The Grand Illusion beckons and is begone,
as becoming is becalmed in these the middle months,
between the bright strands of hope that pierced the horizon,
after eight long years of glower and gloom.
Between then and the promised land of better days.
Withering pale fire of fear clouds and crowds us,
pressing down from big skies and sweeping the plains.
The poetry of cold is in the bones,
of governor's to fearful to govern,
and Senators who are now, so far, far to old.
In a dream, I wandered in among the blankened trunks,
stripped of green shoots and all life,
leafless in high summer, frozen in place,
even as the heat forbodes upon us.
I took a twig and snapped it in gloved hand,
in vain, in vain, to see the shred of water,
that is the course of the living.
I crumbled the husk in my fragile hand,
then to scan the bleak horizon for a man
who might lead me from history's mire.
But I was alone, and the dream occluded back to night.

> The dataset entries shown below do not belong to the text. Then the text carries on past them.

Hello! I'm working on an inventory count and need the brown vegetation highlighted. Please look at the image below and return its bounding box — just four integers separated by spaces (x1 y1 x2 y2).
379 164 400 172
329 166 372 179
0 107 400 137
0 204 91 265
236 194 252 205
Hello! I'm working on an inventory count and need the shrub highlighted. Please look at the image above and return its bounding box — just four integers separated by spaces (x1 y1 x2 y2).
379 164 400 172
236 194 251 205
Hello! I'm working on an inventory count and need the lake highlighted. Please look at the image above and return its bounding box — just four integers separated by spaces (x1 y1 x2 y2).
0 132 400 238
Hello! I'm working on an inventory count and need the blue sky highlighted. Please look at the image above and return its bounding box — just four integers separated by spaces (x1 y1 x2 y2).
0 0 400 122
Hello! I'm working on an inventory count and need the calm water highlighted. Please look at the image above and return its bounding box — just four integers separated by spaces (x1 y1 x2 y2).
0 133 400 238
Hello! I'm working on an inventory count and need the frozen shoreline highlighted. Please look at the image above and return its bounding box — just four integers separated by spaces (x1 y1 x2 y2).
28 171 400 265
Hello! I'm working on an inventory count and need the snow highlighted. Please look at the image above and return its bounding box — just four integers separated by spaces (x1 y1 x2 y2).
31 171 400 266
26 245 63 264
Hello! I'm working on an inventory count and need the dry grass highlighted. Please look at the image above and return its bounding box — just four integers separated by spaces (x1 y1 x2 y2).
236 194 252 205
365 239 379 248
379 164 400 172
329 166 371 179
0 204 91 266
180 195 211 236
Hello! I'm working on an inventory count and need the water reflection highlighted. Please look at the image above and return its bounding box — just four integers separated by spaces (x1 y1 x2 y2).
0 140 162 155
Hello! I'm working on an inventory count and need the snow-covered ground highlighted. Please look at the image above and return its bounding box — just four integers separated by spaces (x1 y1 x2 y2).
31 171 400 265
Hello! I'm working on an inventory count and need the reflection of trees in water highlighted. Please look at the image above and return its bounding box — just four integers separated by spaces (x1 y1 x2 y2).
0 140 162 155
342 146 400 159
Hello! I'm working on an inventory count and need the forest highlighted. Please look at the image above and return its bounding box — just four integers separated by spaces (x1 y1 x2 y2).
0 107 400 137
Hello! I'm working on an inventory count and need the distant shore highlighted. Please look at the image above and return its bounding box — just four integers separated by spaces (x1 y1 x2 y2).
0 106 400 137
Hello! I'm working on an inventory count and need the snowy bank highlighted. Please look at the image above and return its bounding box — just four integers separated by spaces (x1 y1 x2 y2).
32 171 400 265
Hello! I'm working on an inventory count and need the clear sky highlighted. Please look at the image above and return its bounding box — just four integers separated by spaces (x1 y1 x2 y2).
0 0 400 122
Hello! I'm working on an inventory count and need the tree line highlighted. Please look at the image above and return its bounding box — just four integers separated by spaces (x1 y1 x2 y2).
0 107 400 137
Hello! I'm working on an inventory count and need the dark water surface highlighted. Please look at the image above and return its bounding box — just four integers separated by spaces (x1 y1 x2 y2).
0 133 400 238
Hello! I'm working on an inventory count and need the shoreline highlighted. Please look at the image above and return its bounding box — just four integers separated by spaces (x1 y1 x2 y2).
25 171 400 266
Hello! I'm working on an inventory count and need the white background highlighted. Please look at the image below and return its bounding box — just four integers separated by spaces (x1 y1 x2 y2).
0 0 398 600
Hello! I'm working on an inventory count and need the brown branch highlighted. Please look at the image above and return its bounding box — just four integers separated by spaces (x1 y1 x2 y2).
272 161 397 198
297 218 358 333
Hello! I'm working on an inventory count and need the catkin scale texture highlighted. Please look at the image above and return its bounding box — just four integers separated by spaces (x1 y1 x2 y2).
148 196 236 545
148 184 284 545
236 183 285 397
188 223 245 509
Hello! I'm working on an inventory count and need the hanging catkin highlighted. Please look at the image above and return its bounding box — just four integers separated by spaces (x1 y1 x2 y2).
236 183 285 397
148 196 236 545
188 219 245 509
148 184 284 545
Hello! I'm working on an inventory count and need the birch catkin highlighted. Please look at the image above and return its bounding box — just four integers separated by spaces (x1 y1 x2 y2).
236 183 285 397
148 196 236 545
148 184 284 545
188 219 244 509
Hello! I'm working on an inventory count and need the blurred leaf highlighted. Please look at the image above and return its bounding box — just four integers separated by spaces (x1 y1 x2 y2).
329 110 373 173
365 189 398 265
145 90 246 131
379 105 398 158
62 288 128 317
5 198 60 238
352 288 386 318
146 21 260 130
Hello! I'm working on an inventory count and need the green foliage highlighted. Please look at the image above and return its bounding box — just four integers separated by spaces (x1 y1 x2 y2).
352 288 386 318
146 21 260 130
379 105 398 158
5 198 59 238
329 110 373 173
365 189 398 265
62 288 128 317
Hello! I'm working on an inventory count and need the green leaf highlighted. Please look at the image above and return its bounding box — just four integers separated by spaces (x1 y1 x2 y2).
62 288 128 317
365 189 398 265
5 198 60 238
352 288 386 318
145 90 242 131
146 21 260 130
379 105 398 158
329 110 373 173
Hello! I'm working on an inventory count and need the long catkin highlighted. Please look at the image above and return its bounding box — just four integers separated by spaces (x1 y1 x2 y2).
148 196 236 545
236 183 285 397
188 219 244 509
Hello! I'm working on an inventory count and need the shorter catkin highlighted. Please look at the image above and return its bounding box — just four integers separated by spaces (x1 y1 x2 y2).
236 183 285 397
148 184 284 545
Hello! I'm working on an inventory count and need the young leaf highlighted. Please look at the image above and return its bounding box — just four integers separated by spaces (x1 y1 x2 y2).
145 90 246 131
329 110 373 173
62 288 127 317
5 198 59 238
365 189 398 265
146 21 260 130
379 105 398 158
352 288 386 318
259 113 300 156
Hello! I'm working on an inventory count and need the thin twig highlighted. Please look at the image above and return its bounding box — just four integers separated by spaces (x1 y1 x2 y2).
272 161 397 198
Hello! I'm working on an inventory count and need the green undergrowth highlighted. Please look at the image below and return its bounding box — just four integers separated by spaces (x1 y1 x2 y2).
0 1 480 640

Give us this day our daily dread,
forgiven, forgotten, and for what we have made,
a people nomadic, at the end of a modern age.
Is there in the distance a fife or a drum?
Is there in the distance a light we call home?
Is there in this, the distance we have travelled,
a distaff branch that grows amidst the deadened trees.
A blasted wilderness, and we cannot even call it peace.